Drew tapped through the interface, and a frown twisted her face. “It’s still registering that short. I can’t do much without a reboot.”
“Will that affect the batteries?”
“No.”
“Do it. I’ll meet you down in the hangar bay.”
Connor hurried out and down the passageway to the ramp down to the cargo bay. He paused to make sure the strange chill he’d felt before wasn’t still a threat. It was silly superstition, but the memory gnawed at him.
At the hangar bay hatch, he hesitated. Everything came down to rescuing the team, and what they were doing was necessary, but it felt wrong leaving Martienne alone for so long. Without the pilot, they couldn’t get down to the planet.
He punched the button to open the hatch, then slid inside.
Everything went dark.
The reboot. Apparently, it did affect the batteries. Or maybe that was just the result of the short.
He powered on the suit’s lights and made his way along the bulkhead until he was at one of the huge pry bars that would be necessary to separate the shuttle from the warped bulkhead. He grabbed a second bar and dragged them over to the undamaged right wing, set the tools on that, then climbed up and dragged them to the crumpled nose.
It took a bit to get the tools between the surfaces, but once he did, he connected the tools and let them do the rest of the work.
Metal groaned as the tools extruded arms and claws to pry the vehicle free.
The shuttle drifted back, then settled.
Where the nose had driven into the starboard bulkhead, a panel fell away, exposing a cable bundle that had lost most of its thick shielding.
That was the short, exactly as Drew had suggested.
And he’d been ready to blame her drug problem.
Did an empty packet even prove she was still using?
He would have to ask her, point blank.
After he dealt with Martienne.
Lights flickered in the bay. He hopped down and hurried out, still feeling ashamed.
By the time he reached the infirmary, power seemed to be back to full.
Connor stripped off his environment suit and set his computer down on the empty bed and checked on Martienne. She looked pale and weak, but she was still breathing.
“Call Lem.”
The computer chimed back in response while Connor washed up.
He had his gloves on by the time the camera and the surgical tools robotic arms started moving again.
Lem’s face appeared on the computer display. “You have returned.”
“A power outage. The shuttle caused a big short that shut everything off.”
“That is a problem. Remote surgery for something as delicate as this requires reliable power.”
Connor tapped the drill-like tool with a gloved finger. “Is this the tool?”
“Yes.”
“Can you walk me through it?”
“I—” Lem’s lips pressed together. “Yes.”
Connor took the tool from the robotic arm, tapped the button that made the drill spin, then swallowed. “We go through the skull, right?”
A red laser dot from the camera appeared on the pilot’s scalp.
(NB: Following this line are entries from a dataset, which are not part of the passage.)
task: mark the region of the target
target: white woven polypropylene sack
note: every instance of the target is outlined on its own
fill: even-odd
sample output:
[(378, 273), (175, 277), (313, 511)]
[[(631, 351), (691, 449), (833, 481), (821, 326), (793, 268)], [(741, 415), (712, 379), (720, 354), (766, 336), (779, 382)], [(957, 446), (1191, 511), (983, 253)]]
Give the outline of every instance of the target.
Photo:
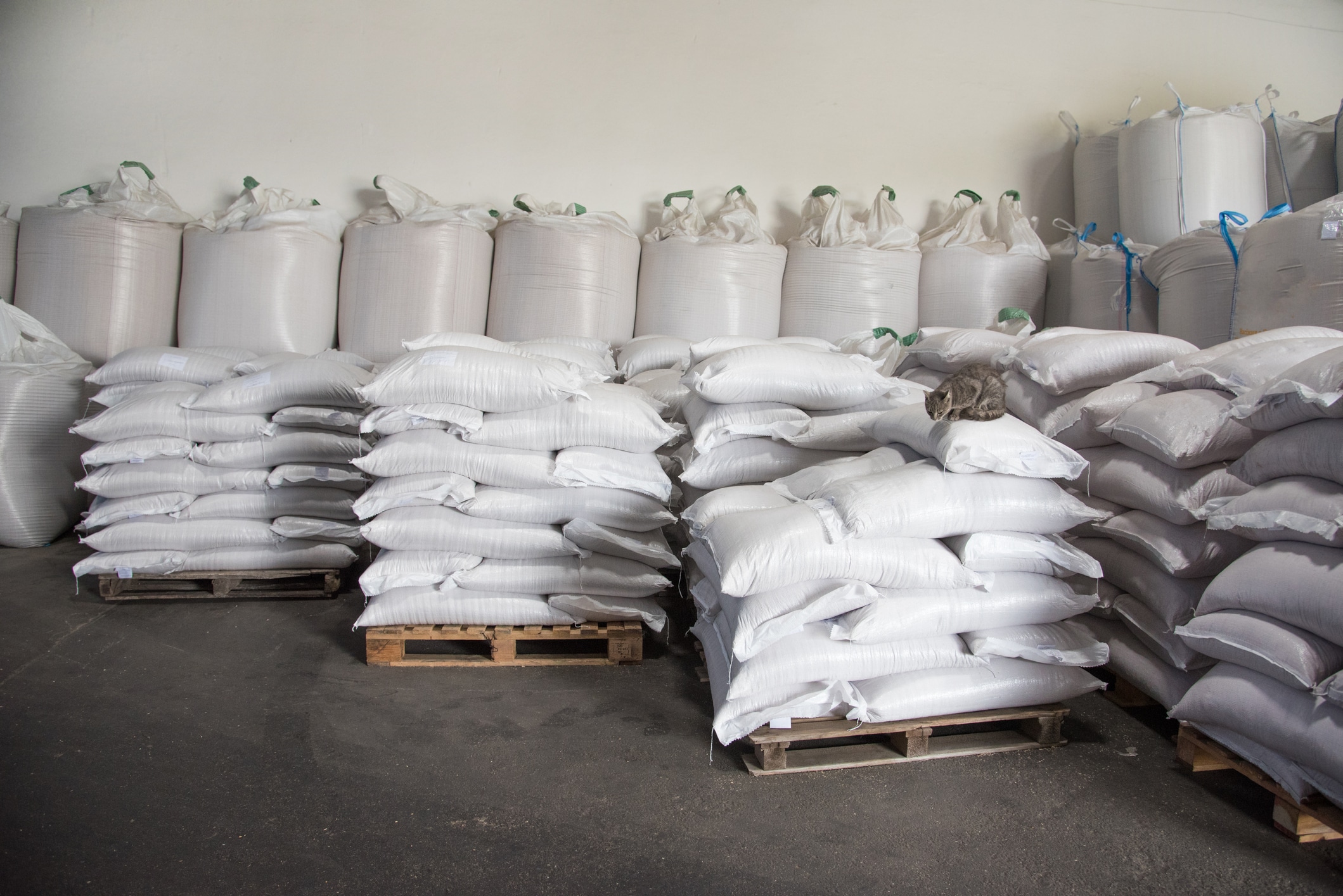
[(340, 345), (379, 363), (402, 339), (458, 330), (485, 333), (494, 258), (492, 209), (441, 205), (385, 174), (387, 203), (345, 228), (340, 264)]
[(1175, 103), (1119, 135), (1120, 229), (1151, 245), (1226, 209), (1250, 219), (1268, 211), (1264, 131), (1254, 109), (1198, 109), (1179, 94)]
[(1343, 420), (1309, 420), (1268, 435), (1229, 467), (1250, 486), (1283, 476), (1315, 476), (1343, 484)]
[(1343, 547), (1343, 486), (1284, 476), (1203, 507), (1207, 527), (1256, 542), (1295, 541)]
[(474, 592), (649, 597), (670, 587), (672, 582), (638, 561), (592, 554), (587, 558), (488, 558), (469, 570), (453, 573), (443, 587), (449, 586)]
[(258, 354), (333, 347), (345, 219), (316, 200), (246, 184), (227, 209), (183, 235), (177, 342)]
[(1156, 333), (1156, 287), (1143, 276), (1144, 259), (1155, 251), (1125, 240), (1084, 243), (1073, 258), (1066, 326)]
[(469, 592), (462, 587), (393, 587), (368, 598), (355, 626), (369, 625), (575, 625), (543, 594)]
[(1209, 530), (1202, 523), (1176, 526), (1143, 510), (1131, 510), (1092, 531), (1138, 551), (1175, 578), (1217, 575), (1253, 545), (1232, 533)]
[(615, 212), (513, 200), (494, 231), (485, 331), (505, 341), (634, 335), (639, 240)]
[(0, 303), (0, 545), (36, 547), (79, 518), (74, 490), (82, 439), (67, 427), (85, 406), (89, 365), (12, 304)]
[(1058, 622), (1096, 606), (1053, 575), (995, 573), (986, 590), (924, 586), (884, 590), (881, 598), (834, 621), (830, 637), (880, 644), (1007, 625)]
[(204, 386), (191, 382), (156, 382), (137, 389), (125, 401), (99, 414), (77, 420), (70, 432), (93, 441), (117, 441), (141, 436), (171, 436), (188, 441), (236, 441), (275, 432), (261, 413), (220, 413), (183, 408)]
[(579, 553), (559, 526), (478, 519), (451, 507), (393, 507), (360, 531), (379, 547), (396, 551), (459, 551), (496, 559)]
[(986, 327), (1003, 307), (1045, 319), (1049, 251), (1022, 213), (1021, 197), (1003, 193), (992, 236), (983, 212), (979, 196), (962, 190), (941, 224), (920, 237), (920, 326)]
[(729, 192), (713, 223), (693, 193), (685, 209), (672, 204), (676, 196), (662, 200), (662, 225), (643, 237), (635, 335), (779, 335), (787, 251), (760, 227), (745, 190)]
[[(458, 507), (467, 516), (516, 523), (564, 524), (586, 519), (598, 526), (649, 531), (676, 522), (655, 498), (624, 488), (493, 488), (482, 486)], [(510, 589), (505, 589), (510, 590)], [(524, 589), (525, 590), (525, 589)]]
[(940, 542), (850, 538), (830, 543), (807, 504), (720, 516), (704, 531), (721, 590), (744, 597), (818, 578), (878, 587), (975, 587), (983, 583)]
[(1174, 337), (1057, 327), (1011, 346), (999, 361), (1052, 396), (1119, 382), (1197, 349)]
[(1254, 669), (1299, 691), (1309, 691), (1343, 669), (1343, 647), (1261, 613), (1207, 613), (1175, 633), (1205, 656)]
[(882, 444), (909, 445), (954, 473), (1077, 479), (1086, 468), (1076, 451), (1009, 414), (998, 420), (932, 420), (917, 404), (885, 412), (866, 432)]
[(576, 370), (548, 358), (435, 346), (392, 361), (360, 397), (383, 406), (455, 404), (508, 413), (556, 404), (580, 394), (583, 385)]
[(803, 410), (837, 410), (890, 390), (877, 368), (861, 354), (756, 345), (709, 357), (682, 382), (714, 404), (780, 401)]
[(920, 260), (919, 235), (896, 211), (893, 189), (882, 186), (858, 221), (834, 188), (818, 186), (788, 243), (779, 333), (830, 341), (873, 327), (913, 333)]
[(1041, 706), (1070, 700), (1105, 683), (1085, 669), (994, 657), (980, 668), (924, 669), (855, 683), (860, 722), (897, 722), (932, 715)]
[(501, 448), (560, 451), (575, 445), (651, 453), (677, 439), (682, 429), (658, 416), (659, 406), (641, 389), (600, 382), (556, 404), (488, 413), (466, 441)]
[(1343, 199), (1327, 199), (1250, 228), (1232, 306), (1233, 335), (1317, 325), (1343, 330)]
[(1190, 469), (1236, 460), (1258, 439), (1244, 423), (1228, 417), (1229, 406), (1223, 392), (1167, 392), (1129, 405), (1100, 431), (1163, 464)]
[(77, 354), (101, 365), (176, 342), (181, 228), (192, 216), (148, 168), (124, 164), (110, 182), (24, 208), (21, 220), (9, 298)]
[(931, 460), (827, 486), (808, 504), (834, 541), (991, 530), (1056, 534), (1101, 518), (1048, 479), (954, 473)]

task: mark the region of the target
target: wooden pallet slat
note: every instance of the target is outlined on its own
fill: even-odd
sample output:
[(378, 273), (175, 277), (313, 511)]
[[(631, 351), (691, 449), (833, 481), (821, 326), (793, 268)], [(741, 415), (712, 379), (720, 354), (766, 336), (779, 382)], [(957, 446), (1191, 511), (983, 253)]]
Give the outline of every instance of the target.
[[(1038, 750), (1068, 743), (1061, 734), (1068, 707), (1048, 704), (858, 724), (849, 719), (792, 719), (790, 728), (763, 726), (747, 735), (752, 754), (743, 754), (752, 775), (860, 769), (988, 752)], [(939, 728), (1014, 723), (1017, 730), (937, 734)], [(886, 735), (885, 742), (855, 740)], [(792, 748), (808, 740), (847, 739), (838, 746)]]
[(1317, 795), (1297, 802), (1253, 762), (1242, 759), (1187, 722), (1179, 724), (1175, 758), (1194, 773), (1232, 769), (1272, 793), (1273, 826), (1299, 844), (1343, 840), (1343, 809)]
[[(600, 653), (522, 653), (518, 641), (606, 641)], [(407, 653), (407, 641), (485, 641), (489, 656)], [(571, 625), (373, 625), (364, 629), (368, 665), (454, 668), (467, 665), (631, 665), (643, 661), (642, 622)]]

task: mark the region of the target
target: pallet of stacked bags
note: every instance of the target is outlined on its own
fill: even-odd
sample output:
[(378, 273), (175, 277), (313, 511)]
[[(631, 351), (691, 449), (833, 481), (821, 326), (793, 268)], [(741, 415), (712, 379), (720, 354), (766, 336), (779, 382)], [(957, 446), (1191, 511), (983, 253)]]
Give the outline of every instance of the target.
[[(1100, 567), (1058, 537), (1104, 516), (1053, 482), (1084, 475), (1077, 452), (1010, 416), (935, 421), (924, 388), (857, 354), (747, 346), (685, 384), (688, 402), (808, 410), (803, 433), (847, 409), (866, 440), (682, 516), (713, 731), (749, 742), (752, 774), (1064, 743), (1060, 702), (1103, 688), (1084, 667), (1108, 659), (1072, 621), (1095, 593), (1065, 581)], [(1002, 722), (1018, 730), (945, 732)]]
[(353, 512), (372, 363), (344, 351), (128, 349), (93, 372), (103, 410), (71, 432), (79, 530), (74, 566), (109, 601), (334, 597), (364, 545)]
[[(654, 452), (681, 433), (665, 405), (610, 382), (595, 339), (436, 333), (406, 349), (360, 390), (381, 436), (355, 461), (373, 478), (355, 514), (380, 549), (360, 577), (367, 661), (641, 661), (643, 625), (666, 628), (659, 570), (680, 566), (661, 531), (672, 480)], [(606, 649), (557, 652), (576, 641)]]

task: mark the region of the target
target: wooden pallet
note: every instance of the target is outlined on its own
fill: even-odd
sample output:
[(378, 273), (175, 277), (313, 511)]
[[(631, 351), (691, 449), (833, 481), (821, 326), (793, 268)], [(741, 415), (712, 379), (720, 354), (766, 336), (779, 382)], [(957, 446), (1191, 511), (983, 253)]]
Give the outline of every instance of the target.
[(338, 569), (246, 569), (138, 573), (130, 578), (101, 573), (98, 593), (105, 601), (333, 598), (340, 593), (342, 573)]
[[(886, 766), (897, 762), (1060, 747), (1068, 743), (1060, 734), (1065, 715), (1068, 715), (1068, 707), (1053, 703), (1015, 710), (959, 712), (902, 722), (874, 722), (862, 726), (849, 719), (792, 719), (791, 728), (761, 726), (747, 735), (755, 748), (755, 757), (743, 755), (741, 759), (745, 762), (747, 771), (753, 775), (782, 775), (792, 771), (861, 769), (862, 766)], [(987, 726), (992, 722), (1015, 722), (1018, 730), (933, 734), (936, 728)], [(886, 735), (888, 742), (855, 742), (833, 747), (788, 750), (790, 746), (799, 742), (853, 739), (876, 734)]]
[(1187, 722), (1179, 723), (1175, 758), (1189, 766), (1190, 771), (1233, 769), (1272, 793), (1273, 826), (1299, 844), (1343, 840), (1343, 833), (1339, 833), (1343, 832), (1343, 809), (1320, 795), (1296, 802), (1258, 766), (1242, 759)]
[[(490, 655), (406, 653), (407, 641), (488, 641)], [(606, 641), (600, 653), (524, 653), (518, 641)], [(642, 622), (580, 625), (373, 625), (364, 629), (368, 665), (629, 665), (643, 661)]]

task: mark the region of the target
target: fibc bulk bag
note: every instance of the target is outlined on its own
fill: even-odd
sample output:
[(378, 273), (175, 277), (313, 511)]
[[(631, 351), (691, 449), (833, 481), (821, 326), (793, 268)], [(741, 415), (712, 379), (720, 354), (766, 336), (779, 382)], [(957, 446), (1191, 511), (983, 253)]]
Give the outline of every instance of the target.
[(1232, 334), (1293, 325), (1343, 330), (1343, 197), (1257, 224), (1245, 235)]
[(1058, 113), (1058, 121), (1073, 134), (1073, 220), (1081, 228), (1095, 224), (1101, 233), (1120, 229), (1119, 134), (1129, 126), (1139, 99), (1133, 97), (1124, 121), (1111, 122), (1116, 125), (1115, 130), (1092, 137), (1082, 137), (1082, 129), (1070, 113)]
[(1264, 131), (1252, 107), (1198, 109), (1175, 94), (1175, 109), (1120, 131), (1119, 220), (1131, 239), (1164, 245), (1229, 208), (1268, 211)]
[(1065, 325), (1156, 333), (1156, 287), (1143, 276), (1143, 259), (1155, 248), (1123, 233), (1115, 233), (1109, 245), (1080, 244)]
[(1005, 306), (1045, 319), (1049, 252), (1021, 212), (1021, 193), (1007, 190), (998, 200), (991, 237), (983, 216), (983, 200), (963, 189), (941, 224), (920, 237), (920, 327), (987, 327)]
[[(15, 304), (95, 366), (142, 345), (176, 345), (181, 225), (148, 168), (122, 162), (111, 181), (23, 209)], [(211, 345), (220, 345), (214, 342)]]
[(257, 354), (334, 346), (342, 229), (317, 200), (243, 180), (232, 205), (183, 237), (177, 343)]
[(36, 547), (79, 518), (83, 439), (67, 432), (85, 406), (90, 365), (31, 315), (0, 304), (0, 545)]
[[(685, 199), (684, 209), (672, 205)], [(760, 227), (747, 192), (733, 186), (708, 224), (694, 190), (667, 193), (662, 225), (643, 237), (635, 335), (690, 341), (779, 335), (779, 284), (787, 252)]]
[(19, 221), (9, 220), (9, 203), (0, 203), (0, 302), (13, 304), (13, 263), (19, 251)]
[(623, 345), (634, 335), (639, 237), (615, 212), (513, 199), (494, 231), (485, 333), (508, 342), (552, 335)]
[(802, 203), (802, 233), (788, 241), (779, 334), (834, 341), (874, 327), (913, 333), (920, 260), (896, 190), (882, 186), (860, 221), (833, 186), (815, 188)]
[[(1268, 117), (1264, 118), (1264, 181), (1268, 204), (1287, 203), (1293, 209), (1315, 205), (1339, 192), (1334, 161), (1336, 115), (1301, 121), (1297, 113), (1280, 115), (1273, 106), (1279, 91), (1264, 89)], [(1256, 106), (1258, 101), (1254, 101)]]
[(387, 203), (345, 228), (340, 263), (340, 345), (383, 363), (402, 339), (485, 333), (494, 219), (488, 205), (441, 205), (379, 174)]

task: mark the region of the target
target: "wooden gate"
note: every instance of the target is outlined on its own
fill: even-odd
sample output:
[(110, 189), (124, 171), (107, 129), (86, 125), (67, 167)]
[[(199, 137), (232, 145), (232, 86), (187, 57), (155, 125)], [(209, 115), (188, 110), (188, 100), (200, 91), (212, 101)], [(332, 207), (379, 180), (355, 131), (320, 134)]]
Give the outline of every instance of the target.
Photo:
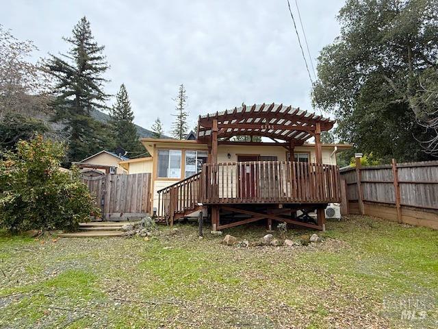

Lem smiled. “Right here. Once you have drilled through, the rest is cleanup.”
“Great.”
“You are about to become a brain surgeon.”
The Golem’s words came across light and humorous, or at least it seemed that way.
Connor leaned in close, pressed the drill against the pilot’s skull.
Then he pressed the button and focused on the whine of the drill so that he didn’t notice the smell of powdered bone.